Due to the high volume of electronic messaging in the workplace, it only takes a momentary lapse in vigilance for a phishing scam to wreak havoc. Cybercriminals can steal company or personal data, delete files and deploy ransomware with just one email or one instant message. A single successful attack almost always results in some kind of monetary damage — whether it be in time or monetary transfers. In fact, the FBI estimates that CEO email scams have cost organizations more than $2.3 billion over the last three years. But it’s not just emails. Phishing (or, more specifically, social engineering) scams come in all shapes and sizes, from direct phone calls to targeted social media campaigns. They can range in appearance too, from a CEO asking for a wire transfer to a law enforcement officer demanding personally identifiable information and more.
Phishing attacks are effective and common. They’re also difficult to defend against, given their nature. But they do follow patterns and can be detected with the right education. This is why every company should phish itself.
Regular self-imposed and interactive phishing campaigns give employers the opportunity to safely educate employees without risking the loss of valuable information and data. Say, for instance, an employee clicks on a company-provided phishing link, or shares company information through a phishing email. The company, as soon as it detects the incident, can provide the employee with additional hands-on security training on how to identify and report phishing scams.
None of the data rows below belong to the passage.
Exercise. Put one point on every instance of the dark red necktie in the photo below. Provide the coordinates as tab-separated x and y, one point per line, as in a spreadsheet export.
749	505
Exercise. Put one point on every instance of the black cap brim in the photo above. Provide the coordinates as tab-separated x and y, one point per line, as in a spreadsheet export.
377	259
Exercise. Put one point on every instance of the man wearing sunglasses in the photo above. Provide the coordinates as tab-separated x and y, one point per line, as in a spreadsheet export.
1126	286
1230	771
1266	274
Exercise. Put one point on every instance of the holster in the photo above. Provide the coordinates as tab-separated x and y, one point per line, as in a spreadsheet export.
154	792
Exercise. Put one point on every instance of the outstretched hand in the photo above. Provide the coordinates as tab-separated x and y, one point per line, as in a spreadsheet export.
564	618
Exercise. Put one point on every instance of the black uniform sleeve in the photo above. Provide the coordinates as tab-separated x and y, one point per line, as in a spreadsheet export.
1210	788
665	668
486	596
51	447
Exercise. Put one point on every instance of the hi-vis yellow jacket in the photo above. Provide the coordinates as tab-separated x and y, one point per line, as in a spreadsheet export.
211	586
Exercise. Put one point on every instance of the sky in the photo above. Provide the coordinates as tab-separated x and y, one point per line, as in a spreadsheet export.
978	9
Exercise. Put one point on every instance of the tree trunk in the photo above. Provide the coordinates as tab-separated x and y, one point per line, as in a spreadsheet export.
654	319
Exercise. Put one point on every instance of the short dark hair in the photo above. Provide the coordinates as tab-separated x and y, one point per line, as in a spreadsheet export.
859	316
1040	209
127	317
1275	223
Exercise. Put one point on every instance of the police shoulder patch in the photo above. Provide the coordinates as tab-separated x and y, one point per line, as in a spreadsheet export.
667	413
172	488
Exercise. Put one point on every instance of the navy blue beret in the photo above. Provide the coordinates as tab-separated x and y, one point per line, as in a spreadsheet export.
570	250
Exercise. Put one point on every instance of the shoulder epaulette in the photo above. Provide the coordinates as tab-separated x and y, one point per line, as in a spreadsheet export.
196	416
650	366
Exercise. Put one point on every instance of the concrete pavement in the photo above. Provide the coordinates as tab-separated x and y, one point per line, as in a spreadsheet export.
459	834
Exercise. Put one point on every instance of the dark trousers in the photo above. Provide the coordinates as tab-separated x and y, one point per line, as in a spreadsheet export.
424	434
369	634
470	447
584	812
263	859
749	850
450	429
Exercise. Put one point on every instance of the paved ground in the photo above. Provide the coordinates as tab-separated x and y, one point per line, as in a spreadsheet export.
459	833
Here’s what you should know when planning your internal phishing campaign:
Get clearance. The first step in any internal phishing training campaign is to make sure all of the relevant parties agree to it. This means executives, board of directors, IT team and your legal department. Getting approval for such an exercise should be simple. After all, a mild investment in phishing education can help prevent successful attacks and equip employees with the knowledge they need to keep company data secure.
In-house or outsource? Before you proceed, consider if you’ll want to outsource your tests. If your organization is crunched for budget, but has a capable IT team, then it may be possible to generate your own phishing exercises. There are benefits to this method, as your IT team may have a better idea of what sort of weaknesses your organization is susceptible to. The IT team may also be able to generate phishing exercises on a regular basis.